Bug 1705686: Work around a kernel bug in the assign-macvlan code#22784
Conversation
|
@danwinship Would it work to grab the macvlan's /sys/class/net//iflink when the netlink parent is 0? That should always be the correct iflink. Then we can jump into host namespace and find the parent by index. |
The code in question is in the CNI plugin, not the egress-router script, so it doesn't have access to the pod's /sys/class/net. |
|
/retest |
If the macvlan is created already, then it does have access to that directory: and if you 'ls' /sys/class/net' you only see lo and macvlan0, so it's not using the host's /sys/class/net. |
|
oh... so /sys/class/net reflects the contents of your network namespace, not your mount namespace? I suppose that makes sense actually. But is getting the value from sysfs really worthwhile anyway? We don't know of any other circumstance where |
|
/retest |
|
@danwinship eh, either way. Scraping sysfs would at least get us the correct value for IFLINK instead of assuming. But it's fine the way it is now, at least until we start getting multiple links in pod namespaces. We might have to revisit this when AdditionalNetworks get more popular. |
|
/retest |
1 similar comment
|
/retest |
|
FWIW a patch to fix the upstream kernel issue was posted by Sabrina Dubroca to netdev with the subject "[PATCH net v2] rtnetlink: always put ILFA_LINK for links with a link-netnsid" |
|
/retest |
|
/lgtm |
|
[APPROVALNOTIFIER] This PR is APPROVED This pull-request has been approved by: danwinship, dcbw The full list of commands accepted by this bot can be found here. The pull request process is described here DetailsNeeds approval from an approver in each of these files:
Approvers can indicate their approval by writing |
|
/retest Please review the full test history for this PR and help us cut down flakes. |
As seen in https://bugzilla.redhat.com/show_bug.cgi?id=1705686, there's a bug in the kernel where if you create a macvlan directly into a different namespace from its parent, and it ends up getting the same ifindex in that namespace as its parent has in its namespace, then if you ask about the macvlan's attributes via netlink later, the kernel won't report the parent link ifindex, so our golang netlink code leaves the field 0-initialized, and since we don't actually check that the field got set (because it's a macvlan, it has to have a parent) we end up using the "0" later and asking for information about a non-existent interface and getting back
EINVAL.There should eventually be a kernel fix, but this works around the problem on our side by assuming that if netlink reports that the macvlan has a
ParentIndexof0, then that means we hit this bug and so theParentIndexis actually the same as theIndex.

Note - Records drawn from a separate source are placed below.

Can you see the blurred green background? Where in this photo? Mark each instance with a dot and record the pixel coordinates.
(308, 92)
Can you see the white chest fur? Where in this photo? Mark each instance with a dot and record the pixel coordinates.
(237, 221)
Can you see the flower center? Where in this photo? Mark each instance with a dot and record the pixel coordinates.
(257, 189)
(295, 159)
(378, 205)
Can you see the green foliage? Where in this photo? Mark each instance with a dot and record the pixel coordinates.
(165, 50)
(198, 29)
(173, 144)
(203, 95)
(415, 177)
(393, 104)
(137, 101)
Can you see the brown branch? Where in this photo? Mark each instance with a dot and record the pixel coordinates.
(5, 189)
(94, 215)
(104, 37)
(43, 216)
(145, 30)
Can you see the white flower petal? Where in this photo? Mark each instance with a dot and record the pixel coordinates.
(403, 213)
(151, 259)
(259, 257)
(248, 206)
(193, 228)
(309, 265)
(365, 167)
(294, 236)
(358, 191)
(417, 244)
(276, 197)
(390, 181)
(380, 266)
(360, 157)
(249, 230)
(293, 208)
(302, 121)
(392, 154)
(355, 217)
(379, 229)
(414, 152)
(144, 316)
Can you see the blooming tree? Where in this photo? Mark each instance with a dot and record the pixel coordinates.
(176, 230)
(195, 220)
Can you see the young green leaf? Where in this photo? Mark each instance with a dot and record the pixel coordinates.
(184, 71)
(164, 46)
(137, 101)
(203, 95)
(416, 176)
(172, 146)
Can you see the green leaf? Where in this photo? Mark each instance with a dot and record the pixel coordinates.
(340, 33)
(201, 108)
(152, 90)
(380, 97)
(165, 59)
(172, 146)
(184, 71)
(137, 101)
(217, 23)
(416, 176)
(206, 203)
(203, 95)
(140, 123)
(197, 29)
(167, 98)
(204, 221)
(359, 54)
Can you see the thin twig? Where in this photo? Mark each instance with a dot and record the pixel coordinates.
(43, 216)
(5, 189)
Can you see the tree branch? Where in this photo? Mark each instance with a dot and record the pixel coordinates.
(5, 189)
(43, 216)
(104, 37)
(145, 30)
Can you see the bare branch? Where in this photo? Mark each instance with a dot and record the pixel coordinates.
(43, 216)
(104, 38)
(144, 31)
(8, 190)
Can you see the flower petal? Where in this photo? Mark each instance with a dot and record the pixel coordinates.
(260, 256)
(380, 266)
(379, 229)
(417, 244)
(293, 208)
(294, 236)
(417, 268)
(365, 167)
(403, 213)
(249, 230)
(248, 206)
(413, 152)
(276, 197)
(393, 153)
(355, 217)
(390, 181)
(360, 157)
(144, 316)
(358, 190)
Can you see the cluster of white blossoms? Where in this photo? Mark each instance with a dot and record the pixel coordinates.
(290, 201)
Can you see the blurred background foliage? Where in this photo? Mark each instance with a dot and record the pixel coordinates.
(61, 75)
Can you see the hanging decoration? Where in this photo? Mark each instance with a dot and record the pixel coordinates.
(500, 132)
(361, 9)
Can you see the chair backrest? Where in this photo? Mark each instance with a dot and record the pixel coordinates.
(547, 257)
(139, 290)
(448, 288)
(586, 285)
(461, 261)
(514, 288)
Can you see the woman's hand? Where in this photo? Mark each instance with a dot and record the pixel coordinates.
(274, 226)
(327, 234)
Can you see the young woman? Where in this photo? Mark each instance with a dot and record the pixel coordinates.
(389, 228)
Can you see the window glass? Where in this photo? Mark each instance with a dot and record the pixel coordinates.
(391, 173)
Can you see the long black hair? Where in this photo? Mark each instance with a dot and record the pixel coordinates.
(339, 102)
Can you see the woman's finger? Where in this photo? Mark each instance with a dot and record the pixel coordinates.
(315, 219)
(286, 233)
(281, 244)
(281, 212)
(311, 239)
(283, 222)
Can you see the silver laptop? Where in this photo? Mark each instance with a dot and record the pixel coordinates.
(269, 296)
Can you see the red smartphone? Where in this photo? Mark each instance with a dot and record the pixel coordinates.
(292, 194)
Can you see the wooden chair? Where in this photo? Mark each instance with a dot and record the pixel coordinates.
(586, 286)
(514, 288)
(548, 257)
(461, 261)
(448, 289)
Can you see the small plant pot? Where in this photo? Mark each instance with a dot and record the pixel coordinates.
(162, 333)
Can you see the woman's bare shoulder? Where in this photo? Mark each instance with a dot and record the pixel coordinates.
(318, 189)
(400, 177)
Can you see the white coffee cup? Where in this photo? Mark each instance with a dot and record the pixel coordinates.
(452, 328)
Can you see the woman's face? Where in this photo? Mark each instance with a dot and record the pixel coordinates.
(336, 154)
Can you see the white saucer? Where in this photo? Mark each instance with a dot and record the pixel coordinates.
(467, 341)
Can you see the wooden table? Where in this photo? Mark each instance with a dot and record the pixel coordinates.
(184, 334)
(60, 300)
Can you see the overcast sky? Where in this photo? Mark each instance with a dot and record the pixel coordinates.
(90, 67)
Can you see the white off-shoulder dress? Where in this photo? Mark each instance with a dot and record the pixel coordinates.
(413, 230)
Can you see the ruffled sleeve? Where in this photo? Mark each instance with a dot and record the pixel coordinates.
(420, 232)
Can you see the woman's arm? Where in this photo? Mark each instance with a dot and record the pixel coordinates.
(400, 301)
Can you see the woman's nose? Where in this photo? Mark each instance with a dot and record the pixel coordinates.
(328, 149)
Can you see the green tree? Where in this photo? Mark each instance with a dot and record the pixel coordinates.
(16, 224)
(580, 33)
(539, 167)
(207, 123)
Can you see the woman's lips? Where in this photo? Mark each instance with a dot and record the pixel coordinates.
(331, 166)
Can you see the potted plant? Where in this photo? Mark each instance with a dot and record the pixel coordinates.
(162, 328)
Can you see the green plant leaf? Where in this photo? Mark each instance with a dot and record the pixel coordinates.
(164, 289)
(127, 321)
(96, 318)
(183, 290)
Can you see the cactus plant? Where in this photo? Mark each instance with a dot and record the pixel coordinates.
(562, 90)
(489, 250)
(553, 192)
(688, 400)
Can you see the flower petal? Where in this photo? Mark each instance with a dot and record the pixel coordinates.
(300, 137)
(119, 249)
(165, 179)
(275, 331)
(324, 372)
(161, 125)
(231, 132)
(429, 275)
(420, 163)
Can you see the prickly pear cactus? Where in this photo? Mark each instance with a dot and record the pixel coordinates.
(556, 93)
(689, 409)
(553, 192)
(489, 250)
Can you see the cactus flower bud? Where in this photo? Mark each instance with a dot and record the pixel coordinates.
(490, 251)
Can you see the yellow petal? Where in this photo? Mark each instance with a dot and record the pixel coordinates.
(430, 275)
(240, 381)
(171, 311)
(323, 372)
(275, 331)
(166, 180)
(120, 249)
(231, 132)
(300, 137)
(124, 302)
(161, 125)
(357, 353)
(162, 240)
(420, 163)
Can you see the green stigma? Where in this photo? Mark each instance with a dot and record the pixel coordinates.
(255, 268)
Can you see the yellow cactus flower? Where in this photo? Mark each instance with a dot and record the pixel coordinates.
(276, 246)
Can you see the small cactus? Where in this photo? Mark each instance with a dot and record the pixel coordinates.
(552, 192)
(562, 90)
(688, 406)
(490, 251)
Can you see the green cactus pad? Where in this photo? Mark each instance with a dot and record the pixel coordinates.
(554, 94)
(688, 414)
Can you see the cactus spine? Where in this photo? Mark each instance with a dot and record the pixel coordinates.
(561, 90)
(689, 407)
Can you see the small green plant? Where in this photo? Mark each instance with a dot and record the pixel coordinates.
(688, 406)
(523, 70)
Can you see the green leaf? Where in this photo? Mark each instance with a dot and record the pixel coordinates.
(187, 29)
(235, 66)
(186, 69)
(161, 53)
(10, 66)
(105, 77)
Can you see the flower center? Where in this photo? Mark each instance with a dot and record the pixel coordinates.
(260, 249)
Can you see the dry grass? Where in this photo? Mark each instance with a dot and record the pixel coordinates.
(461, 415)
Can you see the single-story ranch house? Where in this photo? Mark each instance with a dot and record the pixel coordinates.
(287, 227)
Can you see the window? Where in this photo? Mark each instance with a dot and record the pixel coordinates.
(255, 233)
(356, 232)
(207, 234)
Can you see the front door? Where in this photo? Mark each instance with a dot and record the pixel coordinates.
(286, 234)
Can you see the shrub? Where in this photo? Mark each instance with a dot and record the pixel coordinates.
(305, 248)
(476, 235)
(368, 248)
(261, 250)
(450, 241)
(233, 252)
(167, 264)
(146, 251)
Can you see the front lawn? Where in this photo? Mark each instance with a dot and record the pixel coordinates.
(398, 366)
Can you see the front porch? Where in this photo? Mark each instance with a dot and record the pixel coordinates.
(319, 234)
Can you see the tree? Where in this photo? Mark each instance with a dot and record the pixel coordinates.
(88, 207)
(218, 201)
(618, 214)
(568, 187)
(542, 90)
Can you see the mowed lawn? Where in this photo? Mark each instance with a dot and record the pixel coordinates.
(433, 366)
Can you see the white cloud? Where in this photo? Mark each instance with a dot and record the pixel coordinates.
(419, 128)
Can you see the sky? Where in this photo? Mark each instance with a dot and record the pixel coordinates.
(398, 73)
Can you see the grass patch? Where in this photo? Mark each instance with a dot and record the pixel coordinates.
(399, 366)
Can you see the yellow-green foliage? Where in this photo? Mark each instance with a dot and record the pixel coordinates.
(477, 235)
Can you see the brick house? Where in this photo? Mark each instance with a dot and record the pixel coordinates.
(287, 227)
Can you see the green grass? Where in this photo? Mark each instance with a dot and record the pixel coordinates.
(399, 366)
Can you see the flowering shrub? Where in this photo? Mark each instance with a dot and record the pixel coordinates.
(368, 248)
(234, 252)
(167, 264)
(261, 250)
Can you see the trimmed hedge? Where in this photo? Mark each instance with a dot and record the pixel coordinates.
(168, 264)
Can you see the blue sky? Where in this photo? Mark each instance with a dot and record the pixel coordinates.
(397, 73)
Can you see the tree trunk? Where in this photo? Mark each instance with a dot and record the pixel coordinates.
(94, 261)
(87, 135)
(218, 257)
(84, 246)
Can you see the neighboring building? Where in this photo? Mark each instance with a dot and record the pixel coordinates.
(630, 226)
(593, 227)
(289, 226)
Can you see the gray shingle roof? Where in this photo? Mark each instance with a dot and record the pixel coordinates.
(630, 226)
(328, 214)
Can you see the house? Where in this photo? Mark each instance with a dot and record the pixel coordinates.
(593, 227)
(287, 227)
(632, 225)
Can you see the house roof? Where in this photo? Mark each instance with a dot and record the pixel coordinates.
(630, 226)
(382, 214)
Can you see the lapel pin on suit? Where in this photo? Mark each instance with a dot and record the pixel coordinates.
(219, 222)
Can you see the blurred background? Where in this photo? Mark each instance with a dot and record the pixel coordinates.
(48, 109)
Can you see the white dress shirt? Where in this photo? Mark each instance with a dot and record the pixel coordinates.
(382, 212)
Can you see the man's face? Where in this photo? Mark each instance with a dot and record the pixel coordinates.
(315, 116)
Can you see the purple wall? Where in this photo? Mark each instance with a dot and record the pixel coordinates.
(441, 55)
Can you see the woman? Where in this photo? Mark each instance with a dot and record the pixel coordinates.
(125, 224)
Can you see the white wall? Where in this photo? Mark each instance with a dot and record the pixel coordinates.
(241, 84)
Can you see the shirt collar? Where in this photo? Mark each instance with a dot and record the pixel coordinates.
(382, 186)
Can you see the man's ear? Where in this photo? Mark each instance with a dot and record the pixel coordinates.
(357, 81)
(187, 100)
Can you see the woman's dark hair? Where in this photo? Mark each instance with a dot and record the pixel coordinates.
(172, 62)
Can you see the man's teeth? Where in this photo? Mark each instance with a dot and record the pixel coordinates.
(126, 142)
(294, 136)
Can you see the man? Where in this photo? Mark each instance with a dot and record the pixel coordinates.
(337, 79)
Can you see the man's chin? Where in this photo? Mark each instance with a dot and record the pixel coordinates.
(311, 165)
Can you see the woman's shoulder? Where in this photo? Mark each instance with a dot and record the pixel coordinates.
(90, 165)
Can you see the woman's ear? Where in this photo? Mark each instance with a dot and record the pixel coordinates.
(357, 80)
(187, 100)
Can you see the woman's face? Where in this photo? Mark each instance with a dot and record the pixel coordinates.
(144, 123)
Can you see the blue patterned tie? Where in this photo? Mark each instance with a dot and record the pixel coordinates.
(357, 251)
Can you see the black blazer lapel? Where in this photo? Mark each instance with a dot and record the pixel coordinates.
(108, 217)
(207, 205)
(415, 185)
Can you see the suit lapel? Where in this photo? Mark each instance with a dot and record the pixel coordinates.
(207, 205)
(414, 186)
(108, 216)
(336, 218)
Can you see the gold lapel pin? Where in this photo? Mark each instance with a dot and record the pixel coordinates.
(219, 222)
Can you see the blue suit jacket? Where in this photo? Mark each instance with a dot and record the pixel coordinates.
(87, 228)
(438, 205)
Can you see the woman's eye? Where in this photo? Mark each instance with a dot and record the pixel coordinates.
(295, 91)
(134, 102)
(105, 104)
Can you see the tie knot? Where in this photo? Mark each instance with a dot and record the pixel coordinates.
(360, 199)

I'm pretty sure there shouldn't be any other case whereParentIndexwas 0, and even if there was, the effect of this patch would be either (a)Indexis not a valid ifindex in the root netnamespace, so we still get an error (maybeENOENTinstead ofEINVAL), or (b)Indexis valid in the root netnamespace, but it's the wrong interface, in which case we'd end up adding a route to the wrong IP address (and not adding a route to the parent interface IP address), which is not great, but is at least better than failing the pod creation entirely.(Does not need to make it into 4.1.0 but we do want to get it merged and tested soonish so we can backport it to 3.11.)